# Sanding floor of Gheenoe



## Back Country (Dec 30, 2017)

Sorry for the funky placement of the pics. Still on the learning curve.


----------



## Guest (Aug 27, 2018)

Ok, you need to sand/grind to bare glass! Make sure no paint or gelcoat is where you need to achieve a bond. Make sure there are no shinny spots and you should get a good bonding surface. Now that you’ve washed it with soap and water... don’t need to again. Wipe with acetone followed by a good wax and grese remover before glassing to remove any residual contaminates. Kinda tough to tell from the pics, but looks to me like you need to do some more sanding.


----------



## DuckNut (Apr 3, 2009)

Here is what I would do now that you have sanded:

Get some DEP purple cleaner/degreaser and scrub. Then blast with a pressure washer. Turn it over for a couple days and let it dry.

Then I would wet it out and lay the cloth in. There will be enough area that the epoxy sticks and will never cause an issue. If you were making a different type of repair then I would tell you to grind away, but not in this case. If you do you will be grinding the glass there to Kleenex thin and that is not a good thing.

You've sanded enough - move along.


----------



## Back Country (Dec 30, 2017)

DuckNut said:


> Here is what I would do now that you have sanded:
> 
> Get some DEP purple cleaner/degreaser and scrub. Then blast with a pressure washer. Turn it over for a couple days and let it dry.
> 
> ...


Yeah, I was wondering if that might be the case. Thanks.


----------



## RunningOnEmpty (Jun 20, 2015)

Wow did they get a clog in the resin line to the chopper gun?


----------



## Back Country (Dec 30, 2017)

DuckNut, I've looked online and can't find DEP Purple cleaner/degreaser; I did however find ZEP Industrial Purple Cleaner and Degreaser --- is that the stuff you use?


----------



## DuckNut (Apr 3, 2009)

Back Country said:


> DuckNut, I've looked online and can't find DEP Purple cleaner/degreaser; I did however find ZEP Industrial Purple Cleaner and Degreaser --- is that the stuff you use?


My typo...that's it


----------



## Fishcally Irresponsible (Jun 26, 2018)

Unless you already have a well-stocked tool arsenal, Harbor Freight is your best friend for these projects. The best tool I've found for sanding the floor is a belt sander with 36 grit alumina zirconia belts (the blue ones). For smaller surfaces, I use a belt sander, and for really aggressive sanding, I use an angle grinder. If you go the angle grinder route, the 36 grit flapper discs work well, but the 24 grit carbide wheel is my new go-to if I need to remove a lot of material quickly.


----------



## 17376 (May 5, 2017)

Why not go with polyester since it’s made from polyester? Epoxy and polyester should never be used with one another... I know they say epoxy will stick to polyester.. however you will eventually have problems..


And I would use a tiger wheel( hard sand paper wheels for grinders) by the pictures you’re gonna need to sand it a bit more..

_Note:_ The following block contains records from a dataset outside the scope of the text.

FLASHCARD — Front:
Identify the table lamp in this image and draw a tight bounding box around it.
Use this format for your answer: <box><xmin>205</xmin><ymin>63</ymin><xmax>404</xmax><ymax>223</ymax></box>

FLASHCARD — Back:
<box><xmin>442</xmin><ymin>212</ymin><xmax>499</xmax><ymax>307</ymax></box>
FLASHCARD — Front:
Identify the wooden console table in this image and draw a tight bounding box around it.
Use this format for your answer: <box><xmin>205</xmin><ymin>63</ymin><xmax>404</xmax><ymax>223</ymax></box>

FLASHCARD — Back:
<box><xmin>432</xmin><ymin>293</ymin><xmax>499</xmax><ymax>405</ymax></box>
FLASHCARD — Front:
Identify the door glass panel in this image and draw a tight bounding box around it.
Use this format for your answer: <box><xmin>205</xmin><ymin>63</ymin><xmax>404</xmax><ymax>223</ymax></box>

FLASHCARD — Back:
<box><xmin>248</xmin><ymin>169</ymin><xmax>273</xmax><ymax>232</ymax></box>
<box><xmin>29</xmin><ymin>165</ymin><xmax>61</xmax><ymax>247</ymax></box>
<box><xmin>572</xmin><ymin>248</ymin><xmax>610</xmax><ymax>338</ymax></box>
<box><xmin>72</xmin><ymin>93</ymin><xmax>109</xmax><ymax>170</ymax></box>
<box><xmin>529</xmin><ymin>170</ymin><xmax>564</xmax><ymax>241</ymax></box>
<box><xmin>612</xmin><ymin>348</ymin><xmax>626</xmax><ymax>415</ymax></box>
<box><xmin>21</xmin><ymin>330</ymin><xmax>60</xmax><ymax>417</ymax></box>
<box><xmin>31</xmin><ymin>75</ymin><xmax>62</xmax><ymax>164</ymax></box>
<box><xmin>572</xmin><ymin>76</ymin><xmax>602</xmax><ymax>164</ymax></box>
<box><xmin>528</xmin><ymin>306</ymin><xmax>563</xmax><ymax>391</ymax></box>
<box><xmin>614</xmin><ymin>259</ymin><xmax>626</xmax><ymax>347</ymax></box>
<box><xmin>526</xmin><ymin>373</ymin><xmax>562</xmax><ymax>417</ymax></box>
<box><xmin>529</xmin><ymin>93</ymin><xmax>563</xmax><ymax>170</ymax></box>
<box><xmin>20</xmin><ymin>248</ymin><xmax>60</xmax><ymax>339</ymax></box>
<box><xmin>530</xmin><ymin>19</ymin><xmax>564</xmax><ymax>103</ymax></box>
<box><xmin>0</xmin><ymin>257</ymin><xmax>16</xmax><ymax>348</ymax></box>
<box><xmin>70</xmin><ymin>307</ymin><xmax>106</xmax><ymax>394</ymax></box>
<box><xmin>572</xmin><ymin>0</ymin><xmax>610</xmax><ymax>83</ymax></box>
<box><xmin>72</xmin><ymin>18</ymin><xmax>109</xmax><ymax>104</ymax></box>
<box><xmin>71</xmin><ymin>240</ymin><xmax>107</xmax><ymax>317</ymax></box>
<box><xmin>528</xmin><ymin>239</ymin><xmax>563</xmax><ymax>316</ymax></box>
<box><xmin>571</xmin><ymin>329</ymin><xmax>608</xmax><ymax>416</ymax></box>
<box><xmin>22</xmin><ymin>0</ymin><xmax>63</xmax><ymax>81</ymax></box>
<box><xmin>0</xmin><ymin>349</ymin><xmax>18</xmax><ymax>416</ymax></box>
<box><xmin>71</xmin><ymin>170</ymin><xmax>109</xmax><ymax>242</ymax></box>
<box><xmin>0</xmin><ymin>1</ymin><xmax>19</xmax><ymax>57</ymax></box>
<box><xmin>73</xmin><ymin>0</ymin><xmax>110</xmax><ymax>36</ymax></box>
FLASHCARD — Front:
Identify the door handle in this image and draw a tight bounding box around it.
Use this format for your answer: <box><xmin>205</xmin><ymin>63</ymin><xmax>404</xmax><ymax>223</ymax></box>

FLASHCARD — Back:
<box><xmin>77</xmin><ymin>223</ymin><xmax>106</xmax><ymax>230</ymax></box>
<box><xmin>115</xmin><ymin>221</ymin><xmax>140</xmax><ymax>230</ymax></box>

Also as DN said pressure wash and make sure it’s clean and dry..


----------



## Guest (Aug 28, 2018)

A little side note to go Travis’ polyester reccomendation, I have been doing repaires for over 20yrs using poly on poly and have never had any issues of delam! It’s all about the prep! Agitate that surface good and use different grits, believe it or not 120 grit will give more tooth than 30 grit. I like to use 50-80-120 when prepairing a surface for bonding, this gives deep and shallow grooves for the resin to adhere to.


----------



## DuckNut (Apr 3, 2009)

Travis Smith said:


> Why not go with polyester since it’s made from polyester? Epoxy and polyester should never be used with one another... I know they say epoxy will stick to polyester.. however you will eventually have problems..


The epoxy to poly will not become an issue and neither would poly on poly for what he is using it for.

The community has spread so much propaganda about epoxy that people now think poly is taboo.

Epoxy certainly has its place in the boat world but if it is such a great thing why don't the builders all use it? There are only a few who use it and I believe they only use it on special order.

Also, if you take your half million dollar Contender in for repair because you hit a piling, they are going to fix it with the products it was build with - poly.

I know what you are saying and agree but if you read the first post on this repair (different thread) he had already made up his mind to use epoxy before even starting the project.


----------



## hendricksent25 (12 d ago)

Guest said:


> A little side note to go Travis’ polyester reccomendation, I have been doing repaires for over 20yrs using poly on poly and have never had any issues of delam! It’s all about the prep! Agitate that surface good and use different grits, believe it or not 120 grit will give more tooth than 30 grit. I like to use 50-80-120 when prepairing a surface for bonding, this gives deep and shallow grooves for the resin to adhere to.


 In what order do you use the sand paper when preping


----------



## hendricksent25 (12 d ago)

Guest said:


> A little side note to go Travis’ polyester reccomendation, I have been doing repaires for over 20yrs using poly on poly and have never had any issues of delam! It’s all about the prep! Agitate that surface good and use different grits, believe it or not 120 grit will give more tooth than 30 grit. I like to use 50-80-120 when prepairing a surface for bonding, this gives deep and shallow grooves for the resin to adhere to.


In what order do you use the sand paper when preping?


----------



## Charles Hadley (Jan 20, 2019)

You should just sell this to me


----------